BEIJING (Reuters) – The consumer finance unit of China‘s Ant Group will boost the company’s capital to 30 billion yuan ($4.71 billion) from 8 billion yuan, and introduce 4 new strategic investors, an exchange filing released on Friday said.
The unit, Chongqing Ant Consumer Finance Co Ltd, is under regulatory pressure to fold Ant’s two lucrative micro-loan businesses Jiebei and Huabei into it, which would make it subject to rules and capital requirements similar to those for banks.

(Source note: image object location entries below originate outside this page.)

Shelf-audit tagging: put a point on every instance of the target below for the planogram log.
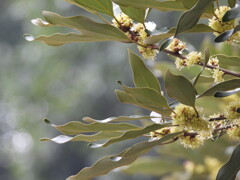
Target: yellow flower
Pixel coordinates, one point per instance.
(193, 58)
(187, 119)
(218, 75)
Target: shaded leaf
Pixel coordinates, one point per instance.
(132, 134)
(134, 13)
(82, 137)
(199, 28)
(180, 88)
(228, 60)
(231, 168)
(143, 77)
(223, 86)
(120, 118)
(75, 127)
(227, 34)
(126, 157)
(102, 6)
(232, 13)
(160, 5)
(86, 26)
(190, 18)
(226, 93)
(126, 98)
(153, 166)
(59, 39)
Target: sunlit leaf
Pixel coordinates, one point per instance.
(82, 137)
(190, 18)
(126, 157)
(199, 28)
(128, 99)
(143, 77)
(231, 168)
(59, 39)
(86, 26)
(180, 88)
(75, 127)
(132, 134)
(134, 13)
(102, 6)
(223, 86)
(228, 60)
(160, 5)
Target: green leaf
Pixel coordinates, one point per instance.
(227, 34)
(207, 55)
(146, 96)
(117, 119)
(59, 39)
(82, 137)
(102, 6)
(190, 18)
(199, 28)
(87, 27)
(232, 13)
(134, 13)
(227, 60)
(231, 168)
(231, 3)
(160, 5)
(75, 127)
(130, 135)
(153, 166)
(223, 86)
(143, 77)
(180, 88)
(128, 99)
(126, 157)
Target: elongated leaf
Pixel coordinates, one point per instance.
(86, 26)
(128, 99)
(117, 119)
(134, 13)
(199, 28)
(146, 96)
(59, 39)
(232, 13)
(231, 3)
(143, 77)
(228, 60)
(231, 168)
(160, 5)
(75, 127)
(131, 135)
(126, 157)
(102, 6)
(153, 166)
(223, 86)
(190, 18)
(226, 93)
(207, 55)
(180, 88)
(82, 137)
(227, 34)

China Cinda Asset Management, one of company’s new investors and one of the country’s four biggest state asset managers, said it will invest 6 billion yuan as part of the exercise.
After the deal, China Cinda will become the second biggest shareholder with a 24% stake in the consumer financing unit, including a 20% stake it holds directly and a 4% stake held by Nanyang Commercial Bank Ltd, a Cinda subsidiary.
Ant will retain a 50% stake in the unit, Cinda’s filing to Hong Kong Stock Exchange showed.
The filing also disclosed the introduction of three other strategic investors into Ant’s consumer financing unit, including Sunny Optics, Boguan Technology, a unit of NetEase Inc, and Yufu Capital, a local investment arm of the Chongqing government.
Last month, Ant said it was seeking to differentiate part of its short-term consumer loan business Jiebei, as it pursues a regulator-led restructuring.